Breakfast and overall nutrition
Research shows breakfast-eaters get more of certain nutrients—calcium, iron, vitamins A and C, and fiber—than those who skip. These nutrients are a critical part of a healthy diet and living your best life. Calcium helps build strong bones and teeth. Fiber helps reduce cholesterol levels and lowers the risk of heart disease. Vitamin C and other antioxidants help protect cells from damage.
Because many nutrient-dense foods like whole grains, fruit, eggs, and dairy are eaten at breakfast, skipping this important meal could cause you to fall short of meeting your daily requirements of essential nutrients.
Best breakfast choices
Carefully reading food labels can help us select the best breakfast foods within different breakfast food categories. Look for a cereal that has whole grain listed as the first ingredient and at least four grams of fiber and less than 10 to 12 grams of sugar per serving.
For those of us that don’t have a lot of time and need to eat breakfast in the car, at work, or in a classroom, there are convenient, portable breakfast choices that are also good for you. Consider fruit and a hardboiled egg, whole grain bagels with peanut butter, or Greek yogurt with berries and almonds. If you know what to look for it is possible to get a quick, nutritious breakfast wherever you go. Check out these two super easy, overnight breakfast recipes.
The scoop on breakfast’s “big three”
There have been many contradictory messages about coffee, eggs and even 100% fruit juice, but the bottom line is: in moderation, they can be part of a healthy breakfast.
Coffee: Science shows that the amount of caffeine in two to three eight-ounce cups a day does not pose health problems for most healthy people. If you drink coffee, go easy on sugar and cream.
Eggs: Eggs have been the subject of much debate.
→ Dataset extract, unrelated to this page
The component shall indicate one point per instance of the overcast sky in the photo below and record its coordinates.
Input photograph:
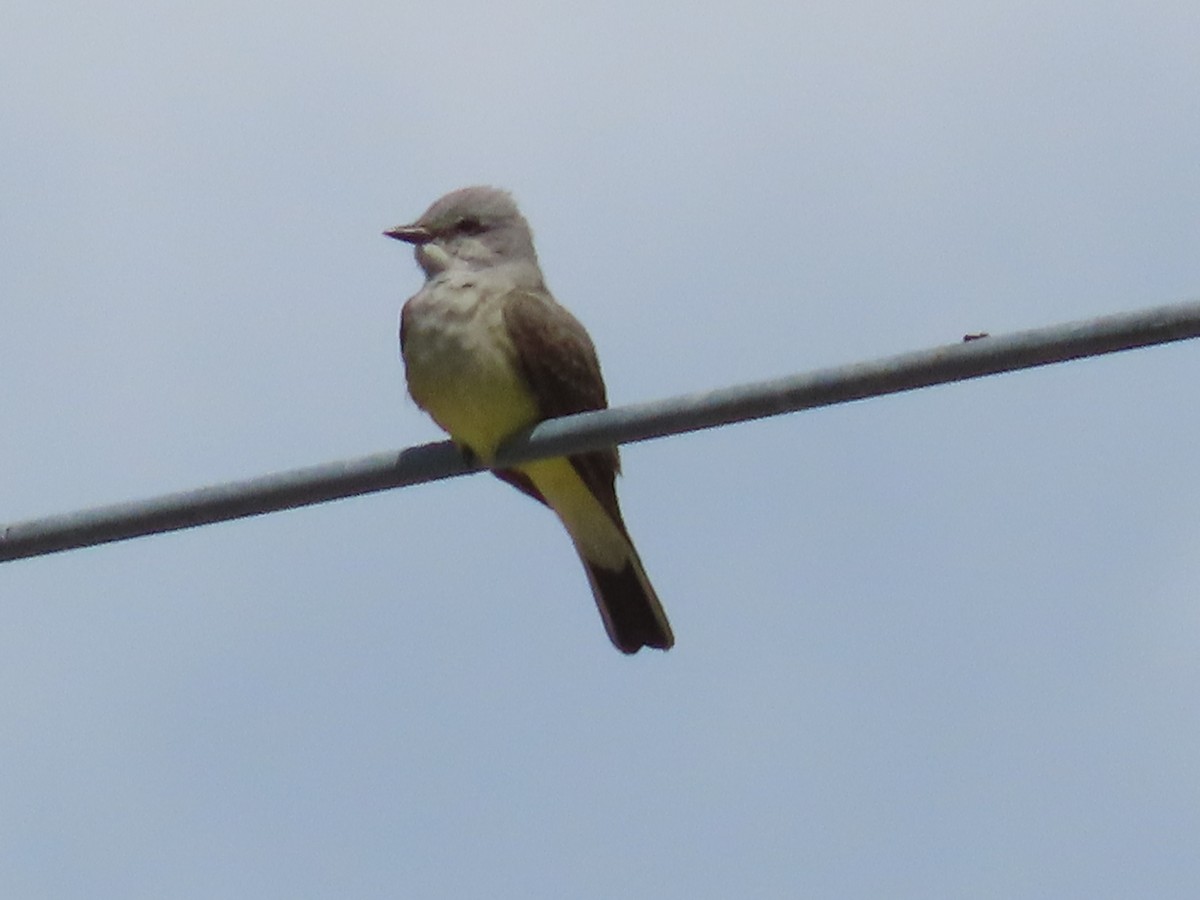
(939, 645)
Recent updated recommendations from the Dietary Guidelines for Americans, American Heart Association, and American Diabetes Association no longer limit total cholesterol or egg intake. This is good news because eggs are low in calories and rich in vitamins, minerals, protein, and antioxidants.
Fruit Juice: 100% fruit juice provides important vitamins, minerals, and antioxidants.
However, it’s also high in natural sugars and lacks the fiber found in whole fruit. Try to limit the amount you drink; offer kids no more than four to six ounces per day and when you do drink juice, always choose 100% fruit juice.
Make time for breakfast!
Eating breakfast regularly may help you perform better at work or school, help control weight, and increase the overall quality of your diet. For peak performance, start every day right with a healthy breakfast — an important part of a balanced diet and healthy lifestyle.
Since everyone’s health history and nutritional needs are so different, please make sure that you talk with your doctor and a registered dietitian to get advice about the diet and exercise plan that’s right for you.